Vegan Spicy Miso Ramen
Vegan Spicy Miso Ramen Recipe
Try this ramen noodle dish with ginger to aid digestion, miso to provide probiotics, and a touch of spice to keep you warm through the cooler seasons.
Spicy Miso Ramen Ingredients:
Dried ramen noodles
1 tbsp of sesame oil or coconut oil
3 tbsp of Tamari
1/2 an onion, sliced
2 garlic cloves, minced
1 knob of ginger, minced
3 carrots, diced (about 1 cup)
1 container of mushrooms, sliced
1 tsp of coconut sugar or maple syrup
1 tsp of veggie bouillon or 1 cup of veggie broth
1/2 tsp of dried red chill flakes or chili oil
5 cups of water
1 tsp of toasted sesame oil
1/2 cup of cilantro, diced
1 tsp of white miso paste
1/3 cup of green onions, diced
1 block of extra firm tofu, baked into cubes
Spicy Miso Ramen Directions:
Warm a medium sized pot over medium heat and add in the sesame oil or coconut oil. Add in Tamari, sliced onion, garlic, ginger, carrots, mushrooms, coconut sugar, chili flakes, and bullion.
Stir to combine.
Begin pouring in 2-3 cups of water once veggies are cooking. Let the broth simmer on low for 30-45 minutes and add more water as necessary. We want a concentrated broth that we will add more water to.

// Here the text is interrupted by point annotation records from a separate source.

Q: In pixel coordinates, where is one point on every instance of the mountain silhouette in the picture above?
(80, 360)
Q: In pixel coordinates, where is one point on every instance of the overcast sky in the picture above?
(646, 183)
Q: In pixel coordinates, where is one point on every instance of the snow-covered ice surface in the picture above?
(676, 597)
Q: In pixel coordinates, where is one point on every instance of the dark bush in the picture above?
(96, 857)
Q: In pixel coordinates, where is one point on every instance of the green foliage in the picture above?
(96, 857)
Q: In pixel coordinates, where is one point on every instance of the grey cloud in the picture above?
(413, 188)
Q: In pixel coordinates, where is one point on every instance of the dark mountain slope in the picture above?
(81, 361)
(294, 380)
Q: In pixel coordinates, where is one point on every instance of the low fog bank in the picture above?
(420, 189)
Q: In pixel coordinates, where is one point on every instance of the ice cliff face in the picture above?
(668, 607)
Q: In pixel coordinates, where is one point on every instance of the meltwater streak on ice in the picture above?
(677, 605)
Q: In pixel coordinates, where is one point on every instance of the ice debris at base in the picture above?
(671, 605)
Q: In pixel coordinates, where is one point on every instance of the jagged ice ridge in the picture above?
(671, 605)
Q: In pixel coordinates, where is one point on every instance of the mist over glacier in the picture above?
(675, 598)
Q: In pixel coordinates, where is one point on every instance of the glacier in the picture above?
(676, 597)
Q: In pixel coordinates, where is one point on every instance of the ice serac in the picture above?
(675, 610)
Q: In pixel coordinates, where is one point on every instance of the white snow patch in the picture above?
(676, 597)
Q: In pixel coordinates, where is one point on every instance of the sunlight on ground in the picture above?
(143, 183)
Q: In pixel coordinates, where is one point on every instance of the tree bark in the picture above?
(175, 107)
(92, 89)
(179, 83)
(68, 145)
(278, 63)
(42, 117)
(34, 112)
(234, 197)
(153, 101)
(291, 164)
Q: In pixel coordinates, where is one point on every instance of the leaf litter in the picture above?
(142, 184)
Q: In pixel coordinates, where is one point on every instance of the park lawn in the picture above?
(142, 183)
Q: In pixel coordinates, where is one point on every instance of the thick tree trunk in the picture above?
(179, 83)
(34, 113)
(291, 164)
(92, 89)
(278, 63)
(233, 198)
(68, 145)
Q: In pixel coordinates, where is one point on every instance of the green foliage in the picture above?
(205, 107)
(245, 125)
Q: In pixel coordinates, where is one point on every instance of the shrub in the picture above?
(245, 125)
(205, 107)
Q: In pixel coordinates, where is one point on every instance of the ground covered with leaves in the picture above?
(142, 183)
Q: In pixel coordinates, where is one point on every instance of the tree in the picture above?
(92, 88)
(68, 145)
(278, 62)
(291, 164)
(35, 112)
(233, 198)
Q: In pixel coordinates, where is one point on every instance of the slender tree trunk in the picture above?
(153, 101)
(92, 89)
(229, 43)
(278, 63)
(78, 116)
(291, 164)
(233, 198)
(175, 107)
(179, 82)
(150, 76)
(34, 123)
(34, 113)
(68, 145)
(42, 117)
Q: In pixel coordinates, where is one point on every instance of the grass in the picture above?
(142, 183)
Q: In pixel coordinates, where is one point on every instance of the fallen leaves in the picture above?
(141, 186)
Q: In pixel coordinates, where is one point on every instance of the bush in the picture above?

Tofu: Pre heat oven to 375 degrees. Dice up extra firm tofu on a baking sheet lined with parchment paper and bake for 30 minutes turning half way through. Take out when golden brown on top.
Add remaining water to the broth and taste and adjust flavor. Add more chili flakes for heat, Tamari, etc,
Add in toasted sesame oil, chopped cilantro, and green onions.
Take out a 1/2 cup of broth in a separate bowl and mix in miso paste. Add the mixture back into the pot.
Keep on a low simmer until ready to serve.
Bring another small pot to a boil and add in dried ramen noodles to cook. (follow instructions on package)
Serve noddles in a bowl and label in ramen, top with tofu and extra fresh herbs, more chili flakes if desired.